And that's the truth!!  Absolutely beautiful pictures! Now I wonder how Alcantara would look...hehehe


----------



## mottati (Apr 15, 2003)

*Beautiful!*

Great work propellerhead:
Did you post the 16:9 nav swap? (bmwtips material!!!) Did you go to the dvd system (is that Mk4?). Very very nice..... :thumbup: 
Mike


----------



## rost12 (Dec 22, 2001)

Looks good, PropellerHead :thumbup: 

Did you do the euro-dash conversion yourself? I'm thinking of doing that, but I'm not sure if I could tackle it myself :/


----------



## PropellerHead (Jan 3, 2002)

rost12 said:


> Looks good, PropellerHead :thumbup:
> 
> Did you do the euro-dash conversion yourself? I'm thinking of doing that, but I'm not sure if I could tackle it myself :/


A friend more mechanically inclined than I am did the conversion with me. It really wasn't all that bad- the worst part is cutting the metal which we did with a Dremel. It would have been faster with a cutting wheel.
left:








right:









You can do it, rost- just take your time. If you're on the left coast, find Agent or Tyrone- they're sure to know what to do. East is easy- Zeckhausen Racing.


----------



## PropellerHead (Jan 3, 2002)

mottati said:


> Great work propellerhead:
> Did you post the 16:9 nav swap? (bmwtips material!!!) Did you go to the dvd system (is that Mk4?). Very very nice..... :thumbup:
> Mike


I did go with the (so called) MK4 DVD system. I am waiting to purchase the newest DVD ($189) from NavTech until after the new year when they will release a new version. It is MUCh faster than the old MK2, and was one hell of an upgrade for the interior.


Tyrone said:


> Absolutely beautiful pictures! Now I wonder how Alcantara would look...hehehe


 Eeeeeeeeviiiiiiiillllllle


----------



## bmw540i (Mar 30, 2003)

How much did the steering wheel conversion cost? :thumbup:


----------



## PropellerHead (Jan 3, 2002)

bmw540i said:


> How much did the steering wheel conversion cost? :thumbup:


$827. Considering the total of my other recent mods, the wheel was a cake walk.


----------



## rost12 (Dec 22, 2001)

PropellerHead said:


> You can do it, rost- just take your time. If you're on the left coast, find Agent or Tyrone- they're sure to know what to do. East is easy- Zeckhausen Racing.

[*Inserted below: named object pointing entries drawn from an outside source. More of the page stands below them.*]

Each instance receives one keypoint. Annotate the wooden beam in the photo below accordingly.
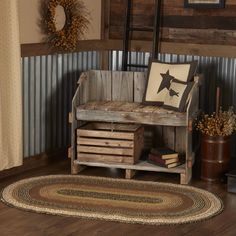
(138, 46)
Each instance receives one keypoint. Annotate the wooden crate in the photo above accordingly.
(109, 143)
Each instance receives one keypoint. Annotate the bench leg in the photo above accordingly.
(75, 169)
(129, 174)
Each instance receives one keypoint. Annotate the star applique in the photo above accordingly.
(166, 81)
(173, 93)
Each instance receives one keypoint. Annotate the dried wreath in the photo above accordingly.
(76, 24)
(222, 123)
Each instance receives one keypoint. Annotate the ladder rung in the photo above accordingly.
(146, 29)
(136, 65)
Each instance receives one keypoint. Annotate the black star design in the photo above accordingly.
(173, 93)
(166, 80)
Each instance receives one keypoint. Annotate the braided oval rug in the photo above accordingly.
(128, 201)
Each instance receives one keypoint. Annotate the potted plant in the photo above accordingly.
(216, 130)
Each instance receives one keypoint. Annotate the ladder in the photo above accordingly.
(128, 29)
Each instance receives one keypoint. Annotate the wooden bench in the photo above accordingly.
(110, 96)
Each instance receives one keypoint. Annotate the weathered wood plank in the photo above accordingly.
(105, 134)
(105, 150)
(129, 174)
(100, 85)
(140, 80)
(105, 142)
(122, 86)
(180, 145)
(100, 158)
(132, 117)
(142, 165)
(169, 136)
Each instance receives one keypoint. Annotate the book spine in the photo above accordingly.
(156, 159)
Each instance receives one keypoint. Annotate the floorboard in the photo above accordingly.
(16, 222)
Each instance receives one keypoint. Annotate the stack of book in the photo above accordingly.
(164, 157)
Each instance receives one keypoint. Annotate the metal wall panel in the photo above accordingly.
(49, 83)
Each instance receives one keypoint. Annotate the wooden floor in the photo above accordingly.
(15, 222)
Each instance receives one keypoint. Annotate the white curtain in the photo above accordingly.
(11, 154)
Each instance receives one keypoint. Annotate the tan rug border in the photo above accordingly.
(215, 200)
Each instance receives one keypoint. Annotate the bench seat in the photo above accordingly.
(129, 112)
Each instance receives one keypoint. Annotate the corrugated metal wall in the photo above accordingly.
(49, 83)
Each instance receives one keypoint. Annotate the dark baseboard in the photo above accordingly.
(37, 161)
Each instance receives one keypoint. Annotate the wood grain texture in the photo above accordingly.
(179, 24)
(123, 109)
(122, 86)
(181, 48)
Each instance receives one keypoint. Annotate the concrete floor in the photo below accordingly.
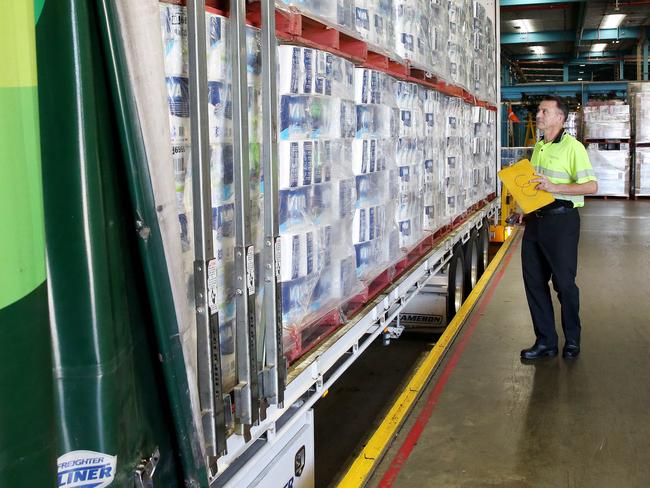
(501, 423)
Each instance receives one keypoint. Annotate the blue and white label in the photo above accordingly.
(86, 469)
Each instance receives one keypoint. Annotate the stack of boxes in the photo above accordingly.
(612, 168)
(607, 132)
(434, 162)
(374, 233)
(367, 164)
(375, 23)
(511, 155)
(478, 78)
(454, 155)
(607, 120)
(412, 33)
(220, 125)
(411, 157)
(460, 51)
(316, 183)
(639, 97)
(334, 12)
(454, 39)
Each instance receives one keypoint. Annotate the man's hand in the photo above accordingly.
(544, 184)
(515, 219)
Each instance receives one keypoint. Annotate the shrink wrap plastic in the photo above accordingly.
(453, 39)
(642, 186)
(612, 170)
(173, 20)
(366, 164)
(374, 230)
(607, 121)
(317, 189)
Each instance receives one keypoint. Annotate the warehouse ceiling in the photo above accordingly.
(572, 40)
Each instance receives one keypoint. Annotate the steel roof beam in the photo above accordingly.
(541, 57)
(514, 3)
(568, 36)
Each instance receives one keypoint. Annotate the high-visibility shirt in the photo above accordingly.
(564, 160)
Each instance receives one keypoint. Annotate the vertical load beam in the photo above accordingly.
(205, 281)
(247, 389)
(274, 376)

Thanks, PropellerHead. I'll think about it...


----------



## Jimmy540i.com (Apr 3, 2002)

That is the *BEST LOOKING* OEM Steering Wheel IMHO. The one you replaced looks like a "egg" 

Great Job! :thumbup:


----------



## E39ADDICT (Mar 22, 2004)

*How Much For Steering Wheel*

Hello...Just wondering how much the steering wheel swap would run and where I could buy it from..new to the forum just wanted to get an idea..

thank you


----------



## PropellerHead (Jan 3, 2002)

E39ADDICT said:


> Hello...Just wondering how much the steering wheel swap would run and where I could buy it from..new to the forum just wanted to get an idea..
> 
> thank you


Look up 3 posts. :thumbup:

I bought my stuff from Chris @ Crevier BMW.


----------